/rib_vis

Fork of callummcdougall/sae_vis that we use for visualising (non-SAE) features in LLMs

Primary LanguageJupyter Notebook

About

This is a fork of callummcdougall/sae_vis where we maintain custom modifications required for visualizing our non-SAE features, as well as PR branches to upstream. This code is likely not great for visualizing SAEs, use callummcdougall/sae_vis instead.

Generic sae_vis interface

The main feature in this repo, besides some small changes, is the new function parse_activation_data which is basically a more generic, non-SAE specific version of _get_feature_data.

This allows us to use the visualization code with generic, non-SAE feature directions.

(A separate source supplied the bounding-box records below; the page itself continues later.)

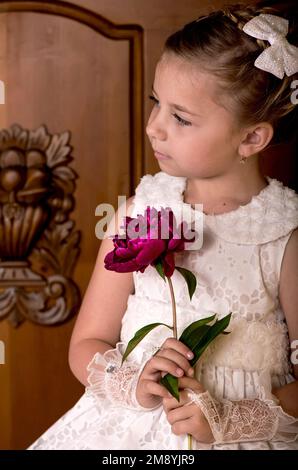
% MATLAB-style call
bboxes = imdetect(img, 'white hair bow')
[243,14,298,78]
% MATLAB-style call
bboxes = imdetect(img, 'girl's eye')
[149,95,159,104]
[173,113,191,126]
[149,95,191,126]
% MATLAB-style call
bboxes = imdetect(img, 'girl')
[31,5,298,449]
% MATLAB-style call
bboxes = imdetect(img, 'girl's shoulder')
[135,171,186,205]
[208,177,298,245]
[134,171,298,245]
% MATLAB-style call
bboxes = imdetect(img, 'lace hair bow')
[243,14,298,78]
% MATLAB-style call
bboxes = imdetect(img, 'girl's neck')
[184,157,268,214]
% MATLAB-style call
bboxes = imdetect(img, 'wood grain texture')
[0,0,297,449]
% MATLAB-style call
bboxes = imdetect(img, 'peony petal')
[161,253,175,277]
[168,238,184,251]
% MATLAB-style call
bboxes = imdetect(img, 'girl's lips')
[154,151,171,160]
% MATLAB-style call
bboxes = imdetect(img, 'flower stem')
[167,277,178,339]
[167,277,192,450]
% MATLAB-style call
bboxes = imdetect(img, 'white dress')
[30,172,298,450]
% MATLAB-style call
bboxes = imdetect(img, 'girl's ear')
[238,122,274,158]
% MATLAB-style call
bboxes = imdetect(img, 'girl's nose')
[146,116,167,140]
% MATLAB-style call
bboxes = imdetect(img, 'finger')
[178,376,206,393]
[156,348,194,377]
[171,417,194,436]
[167,406,195,425]
[163,390,192,412]
[162,338,194,359]
[144,355,184,377]
[140,379,171,398]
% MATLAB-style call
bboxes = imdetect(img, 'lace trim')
[86,343,159,411]
[201,317,290,375]
[189,391,298,444]
[134,172,298,245]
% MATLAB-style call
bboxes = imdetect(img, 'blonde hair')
[164,3,298,145]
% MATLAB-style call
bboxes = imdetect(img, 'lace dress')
[30,172,298,450]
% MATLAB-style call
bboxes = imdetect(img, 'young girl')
[31,5,298,450]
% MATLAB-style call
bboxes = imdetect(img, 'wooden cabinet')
[0,0,297,449]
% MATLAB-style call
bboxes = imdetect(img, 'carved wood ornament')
[0,125,80,326]
[0,0,144,326]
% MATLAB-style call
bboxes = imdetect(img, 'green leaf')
[154,261,166,282]
[160,374,179,401]
[160,313,232,401]
[190,313,232,366]
[179,315,216,349]
[121,323,173,365]
[176,266,197,300]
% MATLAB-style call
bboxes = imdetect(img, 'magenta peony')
[104,206,195,278]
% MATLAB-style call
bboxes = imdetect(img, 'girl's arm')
[273,229,298,418]
[69,197,134,386]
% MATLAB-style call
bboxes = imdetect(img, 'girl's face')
[146,54,241,178]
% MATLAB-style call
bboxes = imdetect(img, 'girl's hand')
[136,338,194,408]
[163,377,214,443]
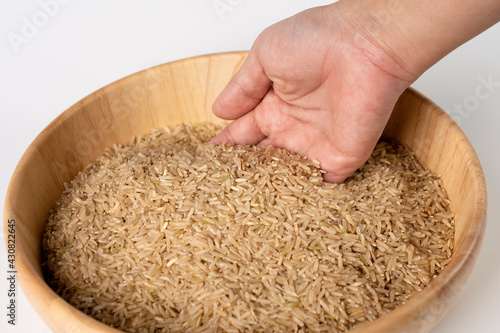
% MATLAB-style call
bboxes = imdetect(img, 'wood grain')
[4,52,486,333]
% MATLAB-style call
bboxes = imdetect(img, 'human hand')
[212,5,410,182]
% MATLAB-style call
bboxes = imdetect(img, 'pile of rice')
[43,124,454,332]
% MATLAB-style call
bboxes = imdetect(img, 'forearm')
[334,0,500,81]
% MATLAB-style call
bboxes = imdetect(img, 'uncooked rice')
[43,124,454,332]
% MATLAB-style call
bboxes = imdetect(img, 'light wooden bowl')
[4,52,486,333]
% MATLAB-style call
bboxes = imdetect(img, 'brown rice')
[43,124,454,332]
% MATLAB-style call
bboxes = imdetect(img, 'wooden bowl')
[4,52,486,333]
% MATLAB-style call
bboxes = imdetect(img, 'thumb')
[212,48,271,119]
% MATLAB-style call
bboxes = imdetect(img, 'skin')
[212,0,500,182]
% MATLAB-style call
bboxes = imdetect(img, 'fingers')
[210,112,266,145]
[212,50,271,119]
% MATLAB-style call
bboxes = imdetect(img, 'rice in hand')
[43,124,454,332]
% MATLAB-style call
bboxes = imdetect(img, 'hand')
[212,4,412,182]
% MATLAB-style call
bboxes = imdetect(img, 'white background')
[0,0,500,333]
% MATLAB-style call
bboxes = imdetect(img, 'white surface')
[0,0,500,333]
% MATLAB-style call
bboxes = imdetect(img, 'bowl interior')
[4,52,486,332]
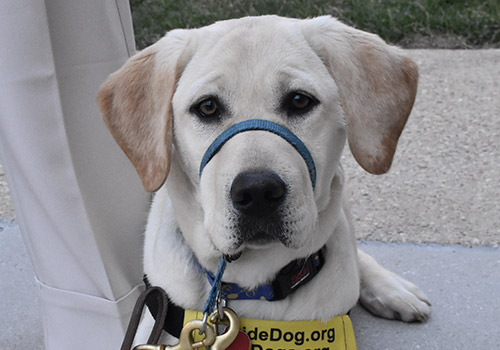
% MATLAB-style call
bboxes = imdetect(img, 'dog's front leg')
[358,249,431,322]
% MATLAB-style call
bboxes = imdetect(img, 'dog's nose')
[231,171,286,217]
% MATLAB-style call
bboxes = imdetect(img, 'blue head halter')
[200,119,316,189]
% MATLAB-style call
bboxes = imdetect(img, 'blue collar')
[202,247,326,301]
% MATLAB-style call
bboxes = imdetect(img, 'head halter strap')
[200,119,316,189]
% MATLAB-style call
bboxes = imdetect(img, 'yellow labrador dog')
[98,16,430,344]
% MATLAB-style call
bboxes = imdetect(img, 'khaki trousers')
[0,0,150,350]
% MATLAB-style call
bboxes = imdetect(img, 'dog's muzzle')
[199,119,316,245]
[200,119,316,189]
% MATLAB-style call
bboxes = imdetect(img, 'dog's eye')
[282,91,319,115]
[191,97,220,118]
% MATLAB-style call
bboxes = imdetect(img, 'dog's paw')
[358,249,431,322]
[360,270,431,322]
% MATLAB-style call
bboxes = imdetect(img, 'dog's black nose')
[231,171,286,217]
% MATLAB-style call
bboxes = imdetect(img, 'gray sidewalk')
[0,219,500,350]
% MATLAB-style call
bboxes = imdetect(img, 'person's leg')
[0,0,149,350]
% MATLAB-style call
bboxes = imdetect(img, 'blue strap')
[203,257,226,315]
[200,119,316,188]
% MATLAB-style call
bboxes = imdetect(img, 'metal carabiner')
[210,307,240,350]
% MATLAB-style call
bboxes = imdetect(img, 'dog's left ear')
[302,16,418,174]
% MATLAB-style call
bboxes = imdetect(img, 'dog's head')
[99,16,417,270]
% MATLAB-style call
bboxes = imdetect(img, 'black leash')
[120,286,169,350]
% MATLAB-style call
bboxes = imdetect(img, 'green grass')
[131,0,500,48]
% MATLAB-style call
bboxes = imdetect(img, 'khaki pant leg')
[0,0,149,350]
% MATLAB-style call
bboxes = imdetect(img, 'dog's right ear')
[97,30,189,192]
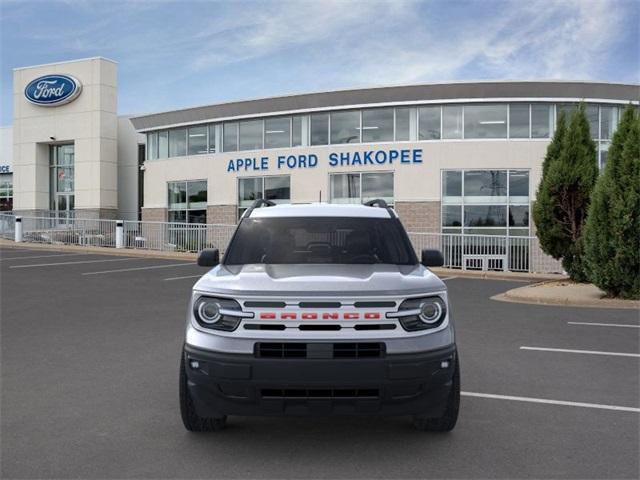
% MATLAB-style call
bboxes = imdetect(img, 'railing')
[22,217,116,247]
[0,213,562,273]
[409,232,562,273]
[123,221,236,253]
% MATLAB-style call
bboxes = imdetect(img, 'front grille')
[260,388,380,399]
[333,343,383,358]
[255,342,384,359]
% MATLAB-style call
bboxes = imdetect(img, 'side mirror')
[198,248,220,267]
[420,248,444,267]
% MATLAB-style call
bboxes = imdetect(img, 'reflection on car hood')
[194,264,446,296]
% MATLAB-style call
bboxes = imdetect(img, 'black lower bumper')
[184,345,457,417]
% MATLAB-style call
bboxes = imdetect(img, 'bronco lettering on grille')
[260,312,382,320]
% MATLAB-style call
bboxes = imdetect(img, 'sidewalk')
[491,280,640,310]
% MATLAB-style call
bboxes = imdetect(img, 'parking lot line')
[520,347,640,358]
[567,322,640,328]
[164,274,204,282]
[83,262,195,275]
[9,257,137,268]
[460,392,640,413]
[0,253,87,262]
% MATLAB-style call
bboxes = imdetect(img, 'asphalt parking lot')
[0,247,640,478]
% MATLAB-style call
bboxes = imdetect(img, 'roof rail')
[364,198,397,218]
[242,198,276,218]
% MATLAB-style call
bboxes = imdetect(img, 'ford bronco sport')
[180,200,460,431]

def parse_activation_data(
    tokens: Int[Tensor, "batch n_ctx"],
    feature_acts: Float[Tensor, "batch n_ctx n_feats"],
    final_resid_acts: Float[Tensor, "batch n_ctx d_resid_final"],
    feature_resid_dirs: Float[Tensor, "n_feats d_resid_feat"],
    feature_indices_list: list[int],
    W_U: Float[Tensor, "d_resid_final d_vocab"],
    vocab: dict[int, str] | AutoTokenizer,
    fvp: FeatureVisParams,
) -> MultiFeatureData:

It takes in a list of tokens and corresponding feature activations feature_acts to produce a visualization based on dataset examples (SequenceMultiGroupData) by calling get_sequences_data.

Additionally it uses final_resid_acts, feature_resid_dir, and W_U to produce the logit lens data (MiddlePlotsData).

vocab is used for vizualizing the tokens and can either be a dictionary or a Tokenizer object. We prefer the latter to avoid weird behaviour that the tokenizer.get_vobab() dictionary has.